Плагин Ant Video Downloader and Player, скачиваемый в среднем по 7 тысяч раз в день, оказался в этом смысле настоящей находкой. Как выяснилось, он не только передавал информацию о каждом HTTP-запросе пользователя на сервер rpc.ant.com, но и был способен делать это в приватном режиме. При установке плагина, разумеется, не выводилось никаких предупреждений о слежке.
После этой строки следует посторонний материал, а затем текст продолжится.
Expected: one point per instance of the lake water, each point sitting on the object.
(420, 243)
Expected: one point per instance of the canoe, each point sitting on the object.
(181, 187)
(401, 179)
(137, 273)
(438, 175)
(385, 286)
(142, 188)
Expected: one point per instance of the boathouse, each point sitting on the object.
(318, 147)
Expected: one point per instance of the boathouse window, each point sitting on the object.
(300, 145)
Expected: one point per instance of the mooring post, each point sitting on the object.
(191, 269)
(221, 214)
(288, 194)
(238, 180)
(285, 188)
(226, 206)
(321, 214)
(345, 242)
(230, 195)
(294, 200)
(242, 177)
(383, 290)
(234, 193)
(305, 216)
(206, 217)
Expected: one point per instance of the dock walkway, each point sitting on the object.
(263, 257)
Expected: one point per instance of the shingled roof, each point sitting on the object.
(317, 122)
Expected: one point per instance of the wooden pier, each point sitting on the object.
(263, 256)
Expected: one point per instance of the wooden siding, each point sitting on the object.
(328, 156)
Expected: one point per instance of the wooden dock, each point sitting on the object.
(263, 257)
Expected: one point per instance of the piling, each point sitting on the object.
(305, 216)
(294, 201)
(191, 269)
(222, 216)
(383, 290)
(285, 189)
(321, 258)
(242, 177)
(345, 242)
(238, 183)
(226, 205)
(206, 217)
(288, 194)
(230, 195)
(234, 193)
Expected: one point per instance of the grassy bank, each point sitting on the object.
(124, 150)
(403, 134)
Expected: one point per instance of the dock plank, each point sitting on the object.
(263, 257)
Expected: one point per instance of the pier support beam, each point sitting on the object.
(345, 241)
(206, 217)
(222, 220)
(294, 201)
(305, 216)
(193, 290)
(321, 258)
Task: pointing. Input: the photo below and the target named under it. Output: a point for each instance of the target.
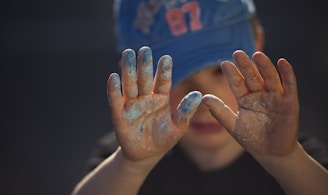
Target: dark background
(55, 60)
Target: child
(221, 129)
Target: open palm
(144, 124)
(267, 119)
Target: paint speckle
(116, 81)
(133, 112)
(166, 68)
(130, 58)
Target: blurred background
(55, 60)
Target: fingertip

При этом каждому пользователю плагин назначал уникальный идентификационный номер, который оставался неизменным даже после удаления и новой установки плагина. Идентификатор можно было сменить только полностью очистив свой пользовательский профиль Firefox, то есть приведя браузер в изначальное состояние - как перед первым запуском. Поскольку вместе с информацией на сервер передавался и этот идентификатор, приватность отсутствовала даже при использовании анонимайзеров.

Благодаря системе уникальных идентификационных номеров разработчики плагина вполне могли накопить массу интересных сведений с привязкой к конкретным пользователям. Анализируя посещенные пользователем страницы в ряде случаев можно даже вычислить его личность, не говоря уже о его интересах и предпочтениях. А сохраняя и обрабатывая сведения об IP-адресах, с которых выходил в Интернет пользователь с данным идентификатором, можно составить относительно подробную карту его перемещений (в случае использования переносного компьютера).

anti-malware.ru

----------

Надоело быть жертвой? Стань профи по информационной безопасности, получай самую свежую информацию об угрозах и средствах защиты от ведущего российского аналитического центра Anti-Malware.ru:

----------


## valho

Чудные они какие то из мозиллы, это уже было известно 3 года назад

----------